I am sure this is relatively simple but I can’t seem to stop making the sampler angry! Any help is greatly appreciated. Thank you!

This is just a hunch, but I would try:

   logit_p = β0 + pm.math.dot(Xdata, β)
# Likelihood
_ = pm.Bernoulli('likelihood', logit_p=logit_p, observed=ydata)


instead of computing p with the invlogit and then passing that in. The reasoning here is that providing the logit_p rather than p should allow pymc3 to avoid some numerical difficulties when the logit is very large or small. But I’m not confident that’s the issue here, just thought it might be worth a go!

2 Likes

Your hunch was right! Sampling quickly and efficiently, thank you so much. That is a great trick! Is there general advice on when to prefer the p versus logit_p parameterisation of Bernoulli?

Thanks again!

1 Like

I guess the best is to use the one that is in the same scale as your computed parameter. In your case you had a logit and you were inverting it to get on the natural scale. Other times you may compute it in such a way that is already on the natural scale (such as the output of a Beta Distribution for example). That would be my guess, but I could be wrong.

2 Likes

Thanks! That does make sense. Its particularly interesting as for smaller models with a similar dataset here (predictor numbers < 10) the invlogit approach worked just fine, but for these larger sets of predictors it would really struggle. Very neat parameterisation nonetheless!

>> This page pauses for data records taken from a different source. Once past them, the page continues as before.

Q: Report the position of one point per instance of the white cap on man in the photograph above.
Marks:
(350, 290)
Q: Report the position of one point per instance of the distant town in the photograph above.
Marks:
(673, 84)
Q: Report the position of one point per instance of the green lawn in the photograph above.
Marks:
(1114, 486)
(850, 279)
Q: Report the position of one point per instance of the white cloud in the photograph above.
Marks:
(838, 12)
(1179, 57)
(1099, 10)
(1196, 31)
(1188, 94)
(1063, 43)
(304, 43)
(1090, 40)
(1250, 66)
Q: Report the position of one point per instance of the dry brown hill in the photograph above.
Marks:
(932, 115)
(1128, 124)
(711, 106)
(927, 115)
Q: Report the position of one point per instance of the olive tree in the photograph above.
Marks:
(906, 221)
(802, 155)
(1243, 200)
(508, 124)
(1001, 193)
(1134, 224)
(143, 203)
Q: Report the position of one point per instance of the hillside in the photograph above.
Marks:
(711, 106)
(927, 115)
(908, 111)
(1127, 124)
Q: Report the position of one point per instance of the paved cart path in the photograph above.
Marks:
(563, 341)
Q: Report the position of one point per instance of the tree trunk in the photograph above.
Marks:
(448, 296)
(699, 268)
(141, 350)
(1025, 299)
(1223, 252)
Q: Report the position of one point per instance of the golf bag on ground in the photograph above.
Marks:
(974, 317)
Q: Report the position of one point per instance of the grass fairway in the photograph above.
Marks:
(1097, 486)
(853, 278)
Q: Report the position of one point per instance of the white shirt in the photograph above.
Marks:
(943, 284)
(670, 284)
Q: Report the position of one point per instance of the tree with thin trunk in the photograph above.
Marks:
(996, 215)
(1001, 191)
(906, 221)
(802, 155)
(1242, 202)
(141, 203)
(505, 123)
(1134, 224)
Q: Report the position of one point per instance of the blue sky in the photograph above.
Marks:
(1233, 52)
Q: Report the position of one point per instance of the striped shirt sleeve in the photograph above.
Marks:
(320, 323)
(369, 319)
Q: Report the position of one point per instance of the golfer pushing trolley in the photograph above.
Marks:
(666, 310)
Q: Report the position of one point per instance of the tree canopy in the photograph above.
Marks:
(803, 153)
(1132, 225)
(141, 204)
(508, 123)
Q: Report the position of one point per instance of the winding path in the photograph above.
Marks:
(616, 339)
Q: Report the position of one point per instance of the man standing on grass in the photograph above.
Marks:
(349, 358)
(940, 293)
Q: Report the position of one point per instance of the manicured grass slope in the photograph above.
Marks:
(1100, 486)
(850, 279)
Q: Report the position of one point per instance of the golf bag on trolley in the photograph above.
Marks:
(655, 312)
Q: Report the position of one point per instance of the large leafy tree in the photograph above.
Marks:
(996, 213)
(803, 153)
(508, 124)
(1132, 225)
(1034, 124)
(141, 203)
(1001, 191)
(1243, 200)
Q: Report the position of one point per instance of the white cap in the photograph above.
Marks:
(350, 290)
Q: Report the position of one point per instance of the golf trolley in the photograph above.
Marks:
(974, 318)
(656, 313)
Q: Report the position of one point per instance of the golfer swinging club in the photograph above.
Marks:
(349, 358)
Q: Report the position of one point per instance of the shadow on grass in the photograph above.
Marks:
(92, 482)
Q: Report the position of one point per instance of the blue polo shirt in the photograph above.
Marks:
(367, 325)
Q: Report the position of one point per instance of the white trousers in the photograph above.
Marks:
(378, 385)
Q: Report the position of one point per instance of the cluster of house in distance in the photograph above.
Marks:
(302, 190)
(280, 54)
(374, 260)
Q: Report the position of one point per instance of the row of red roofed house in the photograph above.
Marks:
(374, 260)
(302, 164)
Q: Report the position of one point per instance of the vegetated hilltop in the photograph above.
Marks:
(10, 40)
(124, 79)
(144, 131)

I agree with Ricardo that things might be different with other models, but for logistic regressions I would always try to use the logit if possible, basically because we can keep all probabilities on the log scale. You can see in the source that pymc3 does something special with the logits, whereas log(p) is taken if probabilities are given. So if your logit is very small, for example, it could happen that invlogit(x) ends up being zero, and then taking log(0) gives an infinity. On the other hand, the code using the logits should still work fine. If you’re curious, you could try the two versions in the source code for some extreme values of the logit, e.g. -40 or something and compare the results.
I do have some intuition for why things are fine with a few predictors. When you do X \beta in your logistic regression, each row of the result is going to be a sum of random variables: x_1 * \beta_1 + x_2 * \beta_2 ... x_n * \beta_n. Under your prior, the \beta_i are independent with variance 1, so you can compute the variance of the result (under the prior) as the sum of the individual variances. For a given (constant) set of x, that’ll end up being \sum x_i^2 Var(\beta_i) = \sum x_i^2. If you have only a few predictors, that sum is likely to be small. But if you have many, like 1000, you could end up with a variance of about that number, or a standard deviation of over 30, and logits that large could start causing trouble. If you’re curious, it might be interesting to see whether things work better with the invlogit if you make the prior on \beta tighter, e.g. \mathcal{N}(0, \sqrt{1 / p}) where p is your number of predictors. But that’s a stronger prior of course which you may not be comfortable with!
That’s a great explanation, thank you so much! I think definitely the log(p) was causing issues there. I’ll stick to the logit_p in future - and that’s a nice result about the variances I hadn’t thought of either. Lots to learn here, thanks again!